The C-Factor. In recent years, the concepts of community, cooperation, collaboration, crowdsourcing, the commons, and collective intelligence have circulated and considerably increased their appeal with academics, marketers, and the informed public. A great deal of literature seeks to explain the reasons why people collaborate, while emphasizing the role of digital technologies as catalyst for the various examples to succeed. Currently, new and creative ways of self-motivated collective action have proliferated beyond the exchange of knowledge and information. I am particularly interested in the raise of what has been called collaborative consumption—understood as new practices of “bartering, lending, trading, renting, gifting, and swapping, redefined through technology and peer communities”—, and in getting a deeper understanding of the reasons why this concept is now trending (Botsman and Rogers, What’s Mine is Yours: The Rise of Collaborative Consumption, p. xv).

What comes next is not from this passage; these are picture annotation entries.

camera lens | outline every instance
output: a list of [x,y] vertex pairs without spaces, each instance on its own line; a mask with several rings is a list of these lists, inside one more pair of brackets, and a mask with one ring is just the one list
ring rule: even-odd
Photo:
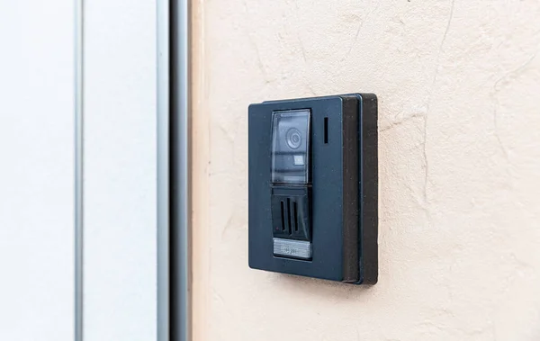
[[296,149],[302,144],[302,134],[296,128],[291,128],[285,135],[287,145],[292,149]]

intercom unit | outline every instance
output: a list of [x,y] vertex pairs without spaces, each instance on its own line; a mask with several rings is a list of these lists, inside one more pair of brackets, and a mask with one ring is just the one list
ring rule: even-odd
[[268,101],[248,111],[249,266],[377,282],[377,97]]

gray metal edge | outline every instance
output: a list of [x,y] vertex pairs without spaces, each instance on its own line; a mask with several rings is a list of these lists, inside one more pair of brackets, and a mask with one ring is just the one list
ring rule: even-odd
[[169,1],[157,2],[157,337],[169,341]]

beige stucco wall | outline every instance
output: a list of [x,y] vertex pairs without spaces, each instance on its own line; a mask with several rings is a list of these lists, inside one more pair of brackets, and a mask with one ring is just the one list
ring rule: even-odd
[[[540,3],[194,5],[195,340],[540,340]],[[379,283],[248,266],[247,115],[379,96]]]

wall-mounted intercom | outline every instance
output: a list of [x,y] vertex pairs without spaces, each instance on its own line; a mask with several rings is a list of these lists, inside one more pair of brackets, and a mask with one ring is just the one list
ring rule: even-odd
[[377,97],[249,106],[249,266],[377,282]]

The throwaway mode of living—characterized by the raise of hyper-consumerism and the production and consumption of disposable items since the early fifties—is now witnessing successful counterexamples of repetitive consumption practices over ownership. At the heart of these practices is the calculation of how we can take an object’s “idling capacity and redistribute elsewhere” (Botsman and Rogers 83). Some examples, just to illustrate a few, include the swapping sites SwapTree, Squidoo, U-Exchange, and ThreadUp, where users swipe books, movies, games, and kids’ clothes. FreeCycle and ReUseIt are sites where people give unwanted items away. The car sharing and per hour car rental, facilitated through platforms such as RelayRide, GetAround, Whipcar, Zipcar, ZimRide, NuRide, and GoLoco, is predicted to become a $12.5 billion industry (Botsman and Rogers xiv-xviii, 84-85). In all these examples, the direct link between producers and consumers is restored leaving aside the middleman.
Numerous authors study the proliferation of a variety of technologies of cooperation, its uses and individual motivations. While most of this literature places a central role in the medium – one architected to foster collaboration – I will argue that the success of current collaborative consumption practices lays at the intersection of a) new technologies of cooperation (computer-networked platforms), b) social modes of organization (in particular, network theories), and c) cultural transformations (more specifically, i) a reinvigorated meaning of trust that emerged from the convergence of new technologies and social networking functions; and ii) a need to be more open to new ways of accessing what one needs and how to go about getting it, heightened by an increased consciousness in environmental issues and the effects of the global economic crisis) (see Regis Debray’s mediological approach, Media Manifestos: On the Technological Transmission of Cultural Forms).
Of course, digital technologies are key vehicles for these transmissions to thrive. The Internet offers platforms, such as Swap.com, that make technically possible what was previously theoretically unimaginable: new reliable forms of collaboration among otherwise unconnected individuals.